Districts noted better conditions in the services sector, with increases in the freight transportation industry and at consulting firms.
The Fed said most of the districts also welcomed a rise in manufacturing activity, though the pace slowed or leveled off in half of the districts.
Retail sales were a bright spot, suggesting a continued rise in consumer spending. Several districts said that necessities like clothes and food continued to be strong sellers, while big-ticket items moved more slowly. The report showed auto sales fell during the period since the last report in early June.
Housing slump: The Fed said the housing market lost steam following the April 30 expiration of the homebuyer tax credit, and most districts expect construction and home sales to remain limited. The commercial real estate market also remained weak across country.
While the government incentive helped drive down the housing market's excess supply, Roberts said it wasn't enough to spur a real recovery.
"The tax credit was like a painkiller for the housing market, but we'll have to go into surgery to deal with the underlying problems," Roberts said.

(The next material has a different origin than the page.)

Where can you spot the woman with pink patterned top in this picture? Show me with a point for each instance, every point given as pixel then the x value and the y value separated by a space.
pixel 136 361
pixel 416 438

Temporary jobs on the rise: Most districts said the overall labor market gradually improved during the early summer months, citing an increase in temporary hiring.
Boston and Dallas, however, said the job market held steady. Gains in Dallas were offset by significant layoffs in the energy sector due to the deepwater drilling moratorium following the BP oil spill in the Gulf of Mexico.
"Temporary hiring doesn't set the basis for a more robust recovery," Roberts said. "It allows the conditions to stabilize a bit, and as long as there's some stimulus, you'll get a muted recovery, but there might not be much after that."